For practical purposes, real people use Microsoft Word.

> the Unicode coded character set plus the PUA permits representing all
> of them satisfactorily for a TTY, and that the additional burden of
> disambiguating them (eg, for font choice in a GUI) should be handled
> by markup (eg, the XML lang attribute in text/* representations, and
> text properties in Emacs).

Emacs has invested a lot of work and energy into getting encodings
right.  MULE was the principal reason for the last large migration of
Emacs users to XEmacs (around Emacs 20), and it was a significant reason
for a slow but steady migration trickle back when multinational
character sets became ubiquitous and the initial painful investment of
Emacs into them paid back in the form of a longer matured
implementation.  I remember XEmacs having an implementation of the
"works for real people for practical purposes" kind where the principal
maintainers do not appear to be fundamentally immersed in the problem
space.  Because those for which multinational character sets were an
essential feature went to work on and with Emacs instead.

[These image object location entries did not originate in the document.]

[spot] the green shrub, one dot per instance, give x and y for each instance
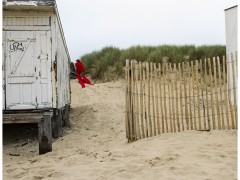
(98, 63)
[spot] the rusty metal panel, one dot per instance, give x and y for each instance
(26, 21)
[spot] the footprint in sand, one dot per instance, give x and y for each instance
(162, 160)
(56, 174)
(45, 171)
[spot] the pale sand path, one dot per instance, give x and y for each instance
(96, 148)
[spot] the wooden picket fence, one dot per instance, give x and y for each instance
(165, 97)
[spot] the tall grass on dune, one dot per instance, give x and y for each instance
(99, 63)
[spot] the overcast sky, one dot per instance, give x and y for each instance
(90, 25)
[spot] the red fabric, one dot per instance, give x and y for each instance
(79, 67)
(81, 78)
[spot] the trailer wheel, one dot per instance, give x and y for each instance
(66, 120)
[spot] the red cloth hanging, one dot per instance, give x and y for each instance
(81, 78)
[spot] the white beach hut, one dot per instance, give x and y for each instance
(231, 23)
(36, 67)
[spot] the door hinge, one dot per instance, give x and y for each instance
(36, 101)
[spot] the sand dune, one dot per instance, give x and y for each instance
(96, 148)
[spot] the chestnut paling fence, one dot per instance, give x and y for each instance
(165, 97)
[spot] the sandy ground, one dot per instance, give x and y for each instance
(96, 148)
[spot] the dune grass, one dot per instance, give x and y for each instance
(111, 60)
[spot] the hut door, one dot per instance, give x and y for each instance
(22, 69)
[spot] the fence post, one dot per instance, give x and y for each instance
(220, 84)
(157, 97)
(181, 101)
(172, 96)
(161, 97)
(211, 91)
(141, 99)
(234, 90)
(153, 97)
(189, 92)
(127, 99)
(216, 93)
(206, 86)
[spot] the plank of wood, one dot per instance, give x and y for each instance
(127, 99)
(157, 97)
(22, 118)
(234, 91)
(181, 98)
(161, 97)
(164, 96)
(145, 100)
(221, 96)
(132, 124)
(149, 99)
(206, 91)
(169, 96)
(198, 97)
(45, 133)
(216, 93)
(176, 83)
(173, 97)
(225, 91)
(153, 99)
(193, 95)
(229, 95)
(211, 92)
(137, 102)
(185, 95)
(141, 99)
(201, 93)
(189, 93)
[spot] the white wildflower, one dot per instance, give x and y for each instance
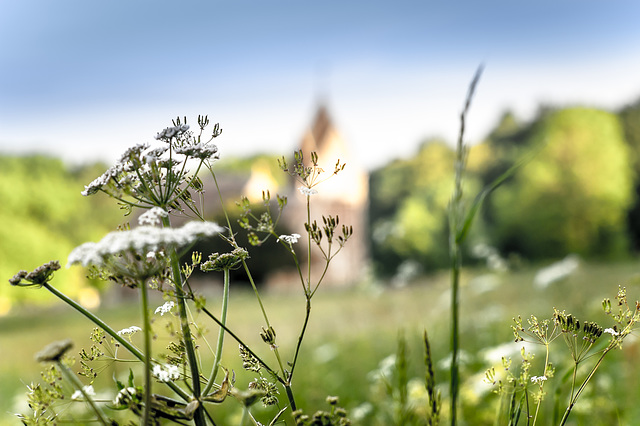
(152, 217)
(167, 373)
(142, 239)
(153, 156)
(307, 191)
(129, 330)
(164, 308)
(538, 379)
(88, 390)
(291, 239)
(170, 132)
(201, 150)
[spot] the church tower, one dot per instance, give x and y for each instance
(344, 195)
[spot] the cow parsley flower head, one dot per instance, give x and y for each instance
(171, 132)
(307, 191)
(168, 373)
(140, 240)
(166, 308)
(37, 277)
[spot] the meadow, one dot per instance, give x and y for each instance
(352, 331)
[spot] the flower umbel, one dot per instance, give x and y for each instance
(37, 277)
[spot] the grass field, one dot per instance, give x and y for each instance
(353, 330)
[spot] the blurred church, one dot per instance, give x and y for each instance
(344, 195)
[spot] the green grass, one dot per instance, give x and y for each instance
(351, 331)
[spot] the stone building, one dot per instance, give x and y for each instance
(344, 195)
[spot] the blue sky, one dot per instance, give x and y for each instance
(86, 79)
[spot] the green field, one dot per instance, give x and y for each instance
(353, 330)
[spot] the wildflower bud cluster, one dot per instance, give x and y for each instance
(37, 277)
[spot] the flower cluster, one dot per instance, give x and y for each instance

Whether or not that's revisionism, I think that there is little doubt
that Emacs has a solid history of experience dealing with Far Eastern
character sets and texts.  The same cannot be said for R->L typesetting.
However, the problems specific to R->L typesetting are mostly not in the
character set and string handling area but rather concern the display
algorithms where we already found that supporting all the functionality
of Emacs is not well-supported by industry-standard solutions like
Pango.

In short, it is not likely we are talking about a no-brainer regarding
rebasing MULE on something else.  If we were, it would appear to me that
XEmacs would have had more to gain from such a step than Emacs, and
there is likely some reason that they chose not to do so.